Referring to Figure 11 , an example of a portable spreadable material (eg plaster) carrier 400 is illustrated. Conventionally, plaster is carried on a handheld square board called a hawk. This is only capable of holding a relatively small amount of plaster and so has to be replenished fairly often. Also, the user holds the hawk in one hand whilst he/she is using the other hand to plaster and this arrangement can be inconvenient to use. The carrier 400 includes a supporting frame 402 that holds a container 404 at a height of between around 0.5 and 1 metres above the base of the frame. Thus, the

user does not have to stoop far to put plaster on the trowel. The height of the frame 402 may be adjustable. To make the portable carrier 400 easily movable, it may be provided with a set of wheels 406 fitted to the base of the frame 402.

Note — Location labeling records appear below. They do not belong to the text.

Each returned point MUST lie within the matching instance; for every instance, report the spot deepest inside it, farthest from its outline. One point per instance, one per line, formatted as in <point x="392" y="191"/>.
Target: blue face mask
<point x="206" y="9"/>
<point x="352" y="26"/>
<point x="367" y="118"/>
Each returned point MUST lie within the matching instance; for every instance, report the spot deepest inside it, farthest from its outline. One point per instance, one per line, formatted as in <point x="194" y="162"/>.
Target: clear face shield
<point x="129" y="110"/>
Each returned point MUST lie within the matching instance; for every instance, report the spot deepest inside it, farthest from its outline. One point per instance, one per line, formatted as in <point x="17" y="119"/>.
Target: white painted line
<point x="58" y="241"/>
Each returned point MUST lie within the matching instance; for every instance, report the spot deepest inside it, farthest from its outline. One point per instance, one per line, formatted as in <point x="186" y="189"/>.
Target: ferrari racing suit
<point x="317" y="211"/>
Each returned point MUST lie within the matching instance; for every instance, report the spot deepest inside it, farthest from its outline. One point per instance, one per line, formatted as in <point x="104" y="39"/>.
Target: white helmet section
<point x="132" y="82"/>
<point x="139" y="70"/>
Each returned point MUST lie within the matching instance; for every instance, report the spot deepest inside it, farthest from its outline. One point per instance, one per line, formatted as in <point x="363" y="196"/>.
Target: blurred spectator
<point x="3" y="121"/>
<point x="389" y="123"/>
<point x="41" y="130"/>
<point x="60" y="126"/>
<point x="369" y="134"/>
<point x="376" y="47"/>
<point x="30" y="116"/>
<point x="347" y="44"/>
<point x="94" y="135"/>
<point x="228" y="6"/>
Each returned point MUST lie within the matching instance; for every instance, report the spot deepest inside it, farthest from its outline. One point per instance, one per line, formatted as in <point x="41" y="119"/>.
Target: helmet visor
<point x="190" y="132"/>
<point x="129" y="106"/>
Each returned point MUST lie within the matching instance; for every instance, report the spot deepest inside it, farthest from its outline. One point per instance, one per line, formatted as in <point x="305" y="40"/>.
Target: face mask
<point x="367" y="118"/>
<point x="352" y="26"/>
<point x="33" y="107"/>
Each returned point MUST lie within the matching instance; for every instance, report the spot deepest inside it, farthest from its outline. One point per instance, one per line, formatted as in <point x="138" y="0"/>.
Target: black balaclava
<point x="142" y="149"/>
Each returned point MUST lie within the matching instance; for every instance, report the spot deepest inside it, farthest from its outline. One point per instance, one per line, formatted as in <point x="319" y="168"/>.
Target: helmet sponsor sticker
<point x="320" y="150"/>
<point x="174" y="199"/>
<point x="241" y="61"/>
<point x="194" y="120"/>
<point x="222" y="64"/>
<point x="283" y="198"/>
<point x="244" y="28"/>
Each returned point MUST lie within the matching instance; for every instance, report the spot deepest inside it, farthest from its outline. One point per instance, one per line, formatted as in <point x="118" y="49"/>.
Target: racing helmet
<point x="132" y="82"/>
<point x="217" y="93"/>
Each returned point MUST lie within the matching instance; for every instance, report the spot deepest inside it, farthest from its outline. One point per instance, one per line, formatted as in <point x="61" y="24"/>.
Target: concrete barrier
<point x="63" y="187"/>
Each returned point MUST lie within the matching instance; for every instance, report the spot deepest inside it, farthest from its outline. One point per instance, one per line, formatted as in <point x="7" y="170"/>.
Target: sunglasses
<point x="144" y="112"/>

In the example, the container 404 has a substantially cylindrical shape, with one half of the cylinder being pivotally connected to the other half, which enables one of the halves to act as a lid. It will be appreciated that other shapes/designs can be used for the container 404. The cylindrical container 404 may be rotatably mounted on the frame 402 by means of a spindle, which allows the container to be spun (when closed) to assist with mixing the material it holds. A handle 408 may be attached to the portable container 400 to aid rotation. The portable container 400 can be drawn along the floor conveniently as the user moves whilst plastering.

Also shown in Figure 11 is a tube 412, one end of which is located in a supply of plaster (in this case the container 404). the tube 412 can be attached to a pump that transfers plaster from the supply to the other end of the tube, which can be attached to a modified trowel 414. Such a modified trowel includes an aperture 416 on its lower surface to enable plaster that has been pumped through the tube 412 to be applied to the wall. Such an arrangement can be particularly advantageous when a longer handle/pole is used in connection with the trowel.

Although illustrative embodiments of the invention have been shown and described, the features of the different embodiments are considered to be interchangeable by the skilled man within the scope of the claims. Furthermore, the carrier 400 can be utilised with trowels including either embodiment of blade described.